Quand on osait faire un pas dans ce monde aux mille époques, quand on était assez fou pour s’y sentir le bienvenu, on pouvait fouler un sol sûrement piétiné par des dizaines de gamins qui cherchent à s’amuser pendant les longs dimanches en famille. Ici, en pourtant simple touriste, j’avais déjà l’impression d’avoir repéré ma cachette fétiche pour le prochain jeu ; j’y courrais sans réfléchir à la fin du décompte et puis je tacherais de ne pas faire de bruit, de ne pas faire craquer une brindille avec mes petites ballerines, de ne pas faire virevolter de feuille en respirant trop fort ; je me mettrais là, puis si on me trouvait du premier coup, ce serait alors à moi de compter à l’ombre du grand arbre enraciné près de la maison.

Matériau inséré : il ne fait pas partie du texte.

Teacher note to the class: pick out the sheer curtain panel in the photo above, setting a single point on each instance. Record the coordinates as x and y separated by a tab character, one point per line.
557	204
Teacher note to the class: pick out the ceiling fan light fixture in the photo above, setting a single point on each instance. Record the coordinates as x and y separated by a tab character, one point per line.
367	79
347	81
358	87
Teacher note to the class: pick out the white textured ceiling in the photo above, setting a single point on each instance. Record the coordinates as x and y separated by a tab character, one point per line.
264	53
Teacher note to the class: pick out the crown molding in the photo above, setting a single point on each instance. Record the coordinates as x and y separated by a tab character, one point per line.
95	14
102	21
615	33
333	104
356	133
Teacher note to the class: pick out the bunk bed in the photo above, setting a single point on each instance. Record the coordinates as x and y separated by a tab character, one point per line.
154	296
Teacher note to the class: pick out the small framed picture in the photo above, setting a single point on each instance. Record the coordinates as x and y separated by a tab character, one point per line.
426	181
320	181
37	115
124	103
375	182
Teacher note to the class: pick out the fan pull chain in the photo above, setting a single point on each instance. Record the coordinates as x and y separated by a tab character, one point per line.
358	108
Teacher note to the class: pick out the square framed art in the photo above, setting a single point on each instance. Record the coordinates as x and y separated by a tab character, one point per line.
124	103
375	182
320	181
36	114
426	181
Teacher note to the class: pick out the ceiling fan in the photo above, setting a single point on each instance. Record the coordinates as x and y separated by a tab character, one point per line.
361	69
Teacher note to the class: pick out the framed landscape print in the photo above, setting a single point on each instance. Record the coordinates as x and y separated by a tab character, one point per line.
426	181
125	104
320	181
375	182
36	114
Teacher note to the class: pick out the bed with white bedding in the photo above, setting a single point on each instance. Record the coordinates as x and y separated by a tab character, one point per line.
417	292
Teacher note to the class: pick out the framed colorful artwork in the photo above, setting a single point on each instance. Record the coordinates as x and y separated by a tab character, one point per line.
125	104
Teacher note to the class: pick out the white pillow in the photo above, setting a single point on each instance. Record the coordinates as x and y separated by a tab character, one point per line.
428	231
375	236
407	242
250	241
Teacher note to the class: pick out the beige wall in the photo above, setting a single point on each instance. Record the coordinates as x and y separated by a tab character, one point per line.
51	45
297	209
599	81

Cette maison, je suis sûre qu’elle revêtait une allure noble fut un temps, mais voilà qu’aujourd’hui on pouvait voir tout un tas de craquelures sur le crépi crème taché par ce grand soleil omniprésent... Les murs semblaient fatigués, ils n’avaient pas l’air de mourir mais juste de laisser au temps le droit de les marquer de quelques rides, et ça rendait la maison encore plus belle, comme un visage marqué par la vie ; cette maison assumait le fait d’avoir vécu, d’avoir aimé. De dehors, j’y entendais les cris ; les cris des enfants qui s’amusent bruyamment, qui hurlent au monde que c’est bon d’être un gamin et d’en avoir rien à foutre des problèmes des grands, mais aussi les cris des disputes de ceux-là. Les baffes qui ramènent parfois à la raison, les baisers qui dispersent, les mains qui se baladent, les amours silencieux, et les plaisirs bruyants. C’est avec fierté que cette maison laissait voir sur ses murs qu’elle avait était l’unique et grande confidente de tous ces bouts de vies, de toutes ces banalités pas très banales, ces choses lambdas pas négligeables, ces « éphémérités » au goût de jamais plus ou de plus encore. On avait aimé dans cette maison, on avait détesté à en crever entre ces murs, on avait ri à en pleurer, à se laisser tomber, à se rouler saoul sur le sol, et on avait même laissé s’échapper quelques je t’aime silencieux, sans même un mot, ou dans un chuchotement plus bas encore que la trotteuse de la vieille horloge de grand-mère.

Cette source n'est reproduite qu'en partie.